La cultura como política de Estado
La ciudad de La Quiaca atraviesa una verdadera primavera cultural. En una jornada colmada de emoción y compromiso institucional, el intendente Dante Velázquez hizo entrega de un subsidio económico a la Escuela de Artes Javier Pantaleón, en el marco de un nuevo aniversario de su fundación. El gesto no fue simbólico: refleja una clara apuesta por el arte como motor de identidad, cohesión y desarrollo.

El director del establecimiento, Severiano Cussi, junto a los docentes Alfonso Yugra, integrantes de la banda de música y otros colegas, recibió el aporte en el despacho municipal. “Fue una sorpresa. Este apoyo nos da aire para seguir adelante con proyectos que nos permiten mostrar el talento de nuestros chicos”, expresó emocionado Cussi, visiblemente conmovido.
El Centro Cultural: una promesa en construcción
La jornada incluyó una visita al avance de obra del nuevo Centro Cultural de La Quiaca, una infraestructura sin precedentes que ya deja ver su silueta entre vigas, maquinaria y sueños. El ingeniero Emanuel Churquina explicó que se trabaja intensamente, con más de 46 obreros movilizando materiales y pasión: “Estamos vaciando vigas, más de 8 metros cúbicos de hormigón. Este es un trabajo que nos llena de orgullo”.

El intendente destacó la voluntad del equipo técnico y operativo: “Esta obra significa recuperar nuestro cine, nuestro anfiteatro, nuestros espacios para exposiciones. No hay pueblo sin memoria cultural, sin expresión artística. Por eso esta será la casa de todos los artistas de la Puna”.

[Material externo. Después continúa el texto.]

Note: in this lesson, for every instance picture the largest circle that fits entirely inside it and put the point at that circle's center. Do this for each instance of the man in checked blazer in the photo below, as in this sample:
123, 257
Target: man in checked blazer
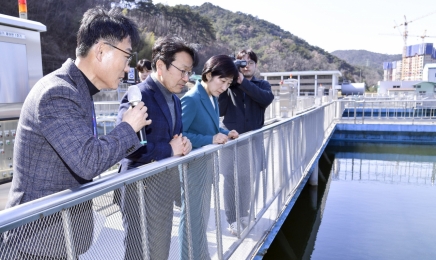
172, 62
57, 146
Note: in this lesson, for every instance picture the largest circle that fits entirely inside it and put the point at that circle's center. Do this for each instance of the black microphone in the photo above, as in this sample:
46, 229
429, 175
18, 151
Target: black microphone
134, 96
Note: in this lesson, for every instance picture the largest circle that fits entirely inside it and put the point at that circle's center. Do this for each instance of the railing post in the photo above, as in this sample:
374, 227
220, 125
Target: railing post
188, 209
236, 182
219, 246
69, 242
251, 161
143, 220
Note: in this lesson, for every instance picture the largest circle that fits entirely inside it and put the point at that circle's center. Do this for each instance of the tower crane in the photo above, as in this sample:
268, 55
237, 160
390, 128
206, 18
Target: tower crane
405, 32
425, 36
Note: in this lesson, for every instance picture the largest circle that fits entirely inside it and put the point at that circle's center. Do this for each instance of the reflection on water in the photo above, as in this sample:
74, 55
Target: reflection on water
377, 202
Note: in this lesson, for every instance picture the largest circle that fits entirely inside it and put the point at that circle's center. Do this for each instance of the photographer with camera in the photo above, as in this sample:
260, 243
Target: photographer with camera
243, 107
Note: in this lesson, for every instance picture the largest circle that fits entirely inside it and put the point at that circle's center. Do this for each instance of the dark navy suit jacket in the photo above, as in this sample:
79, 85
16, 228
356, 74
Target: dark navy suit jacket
247, 112
160, 132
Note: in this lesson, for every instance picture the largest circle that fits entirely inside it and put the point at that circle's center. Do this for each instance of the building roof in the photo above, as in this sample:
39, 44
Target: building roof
303, 73
425, 83
22, 23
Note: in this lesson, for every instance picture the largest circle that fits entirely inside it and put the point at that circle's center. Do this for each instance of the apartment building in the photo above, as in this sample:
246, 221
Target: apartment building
411, 67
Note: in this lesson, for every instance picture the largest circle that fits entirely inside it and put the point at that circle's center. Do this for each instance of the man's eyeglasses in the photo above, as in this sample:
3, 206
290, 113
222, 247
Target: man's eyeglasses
184, 72
130, 55
250, 62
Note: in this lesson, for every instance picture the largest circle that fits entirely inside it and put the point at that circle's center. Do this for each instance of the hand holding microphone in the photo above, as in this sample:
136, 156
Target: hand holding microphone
136, 116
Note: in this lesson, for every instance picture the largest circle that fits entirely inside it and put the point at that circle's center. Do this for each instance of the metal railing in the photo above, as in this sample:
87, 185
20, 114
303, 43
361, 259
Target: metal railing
87, 222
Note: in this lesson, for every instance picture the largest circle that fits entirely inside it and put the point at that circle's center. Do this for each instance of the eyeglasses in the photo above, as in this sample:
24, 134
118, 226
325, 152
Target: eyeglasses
250, 62
184, 72
130, 54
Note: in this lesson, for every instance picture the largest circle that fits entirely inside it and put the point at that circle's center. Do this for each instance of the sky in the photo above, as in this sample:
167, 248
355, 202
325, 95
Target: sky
341, 24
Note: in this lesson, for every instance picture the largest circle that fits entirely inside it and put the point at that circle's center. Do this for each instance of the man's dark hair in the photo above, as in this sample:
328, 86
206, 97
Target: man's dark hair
250, 53
111, 26
222, 66
165, 49
143, 64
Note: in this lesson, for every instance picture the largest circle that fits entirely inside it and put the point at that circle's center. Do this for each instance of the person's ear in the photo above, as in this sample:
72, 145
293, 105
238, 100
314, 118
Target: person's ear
98, 51
208, 76
160, 66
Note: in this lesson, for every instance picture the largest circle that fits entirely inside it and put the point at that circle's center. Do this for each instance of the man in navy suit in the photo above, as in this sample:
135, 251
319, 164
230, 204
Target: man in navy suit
243, 107
172, 62
57, 146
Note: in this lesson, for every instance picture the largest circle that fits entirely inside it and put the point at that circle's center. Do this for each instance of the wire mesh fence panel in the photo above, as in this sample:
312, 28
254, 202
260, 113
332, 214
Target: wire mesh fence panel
218, 203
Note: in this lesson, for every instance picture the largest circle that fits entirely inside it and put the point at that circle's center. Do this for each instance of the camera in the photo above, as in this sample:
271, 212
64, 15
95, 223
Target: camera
239, 63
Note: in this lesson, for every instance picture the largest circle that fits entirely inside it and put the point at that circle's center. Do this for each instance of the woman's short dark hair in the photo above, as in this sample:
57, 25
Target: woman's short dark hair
143, 64
250, 53
111, 26
221, 66
165, 49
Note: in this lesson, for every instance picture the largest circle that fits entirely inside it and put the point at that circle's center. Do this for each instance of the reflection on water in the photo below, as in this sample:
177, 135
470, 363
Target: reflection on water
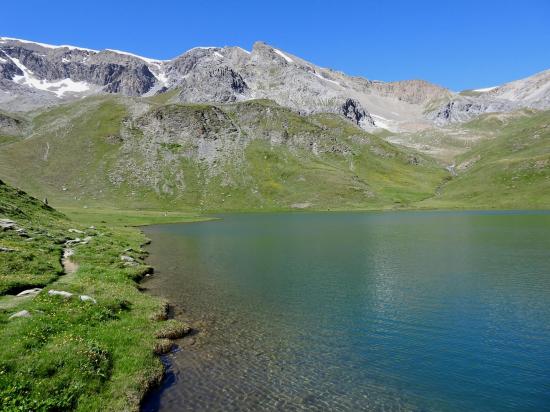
359, 311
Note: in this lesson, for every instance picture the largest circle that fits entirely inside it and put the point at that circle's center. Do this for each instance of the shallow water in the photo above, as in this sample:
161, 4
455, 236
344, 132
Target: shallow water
446, 311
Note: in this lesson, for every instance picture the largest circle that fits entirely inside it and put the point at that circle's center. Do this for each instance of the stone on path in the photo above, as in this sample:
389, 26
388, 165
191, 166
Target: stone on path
21, 314
29, 292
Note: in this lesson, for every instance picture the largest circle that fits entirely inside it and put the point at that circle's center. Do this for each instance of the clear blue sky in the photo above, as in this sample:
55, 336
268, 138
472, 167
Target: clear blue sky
458, 44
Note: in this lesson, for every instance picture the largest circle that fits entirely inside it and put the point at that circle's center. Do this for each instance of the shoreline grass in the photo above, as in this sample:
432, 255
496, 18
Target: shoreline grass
81, 355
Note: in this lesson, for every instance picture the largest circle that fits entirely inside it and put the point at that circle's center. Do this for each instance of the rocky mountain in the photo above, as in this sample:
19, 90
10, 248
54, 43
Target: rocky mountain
34, 75
532, 92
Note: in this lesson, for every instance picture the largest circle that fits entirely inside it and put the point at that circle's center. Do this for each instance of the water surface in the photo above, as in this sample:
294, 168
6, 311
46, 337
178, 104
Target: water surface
446, 311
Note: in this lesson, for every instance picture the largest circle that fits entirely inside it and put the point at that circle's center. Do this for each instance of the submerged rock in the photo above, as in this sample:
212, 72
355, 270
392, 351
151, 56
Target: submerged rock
61, 293
173, 329
163, 346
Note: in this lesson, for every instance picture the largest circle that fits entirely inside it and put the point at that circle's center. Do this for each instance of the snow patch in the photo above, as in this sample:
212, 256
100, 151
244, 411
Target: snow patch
145, 59
380, 121
162, 78
59, 87
284, 56
485, 89
48, 46
325, 79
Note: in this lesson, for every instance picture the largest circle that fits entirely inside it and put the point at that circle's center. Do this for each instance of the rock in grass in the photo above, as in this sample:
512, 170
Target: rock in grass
173, 329
163, 346
29, 292
86, 298
7, 224
21, 314
61, 293
162, 313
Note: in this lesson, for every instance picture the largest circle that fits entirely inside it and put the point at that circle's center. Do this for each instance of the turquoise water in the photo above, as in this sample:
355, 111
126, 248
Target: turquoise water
446, 311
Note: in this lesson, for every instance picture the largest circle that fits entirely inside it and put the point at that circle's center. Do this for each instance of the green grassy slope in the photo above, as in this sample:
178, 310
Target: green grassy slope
509, 170
72, 354
88, 153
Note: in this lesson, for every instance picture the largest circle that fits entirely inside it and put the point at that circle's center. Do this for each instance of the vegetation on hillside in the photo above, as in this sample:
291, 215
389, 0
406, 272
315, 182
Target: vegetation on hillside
509, 169
95, 353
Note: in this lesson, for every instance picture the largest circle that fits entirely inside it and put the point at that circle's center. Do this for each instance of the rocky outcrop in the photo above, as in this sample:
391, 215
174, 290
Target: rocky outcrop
222, 84
10, 125
462, 110
33, 75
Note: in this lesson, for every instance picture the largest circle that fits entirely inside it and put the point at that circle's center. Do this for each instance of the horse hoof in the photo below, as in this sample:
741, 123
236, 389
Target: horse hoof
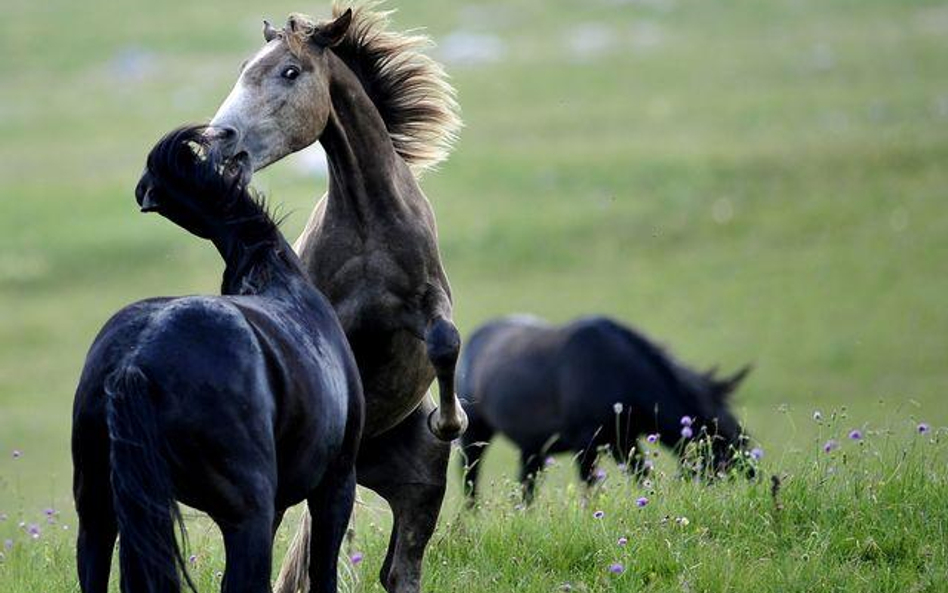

Una visión federal del arte
Los propios docentes reconocieron que se trata de un proyecto que no sólo dignifica a los artistas locales, sino que posiciona a La Quiaca como un faro de cultura regional. “Nuestros chicos empiezan aquí, muchos se van a estudiar a otras provincias, pero no siempre tienen un espacio al volver. Este Centro Cultural es una invitación a quedarse, a compartir, a crecer desde nuestras raíces”, expresó uno de los profesores presentes.
Además, se resaltó la relevancia de integrar a todas las edades, incluyendo a personas mayores que también hacen arte desde el silencio y la persistencia. “Este será el templo de nuestra memoria y creatividad”, se oyó decir entre los presentes.
Más que un subsidio, una apuesta al futuro
La entrega del subsidio no fue un hecho aislado, sino parte de una política que busca dar valor agregado al trabajo artístico y educativo, como lo señaló Velázquez: “Esto no es un regalo, es un reconocimiento a quienes hacen cultura a pulmón. Ver a un joven donar su instrumento a la escuela después de haberse capacitado, te muestra la grandeza que habita en esta tierra. Nosotros apostamos a esos gestos, a esa comunidad que no se rinde”.
La acción se suma a una estrategia de resignificación del patrimonio cultural, donde cada piedra y cada partitura cuentan. El proyecto busca que La Quiaca no sea sólo una ciudad de paso, sino un destino de creación.
Una ciudad que se proyecta al país
El intendente adelantó que en la próxima Feria del Libro se realizará la presentación oficial de la antología “El Cóndor Gris” del escritor José María Ochoa, otro hijo dilecto de La Quiaca que refleja en letras el espíritu de esta transformación.
Velázquez concluyó: “La cultura no es un gasto, es una inversión. Por eso vamos a seguir apostando. La Quiaca es la ciudad más alta del país, y desde aquí vamos a elevar también nuestros sueños”.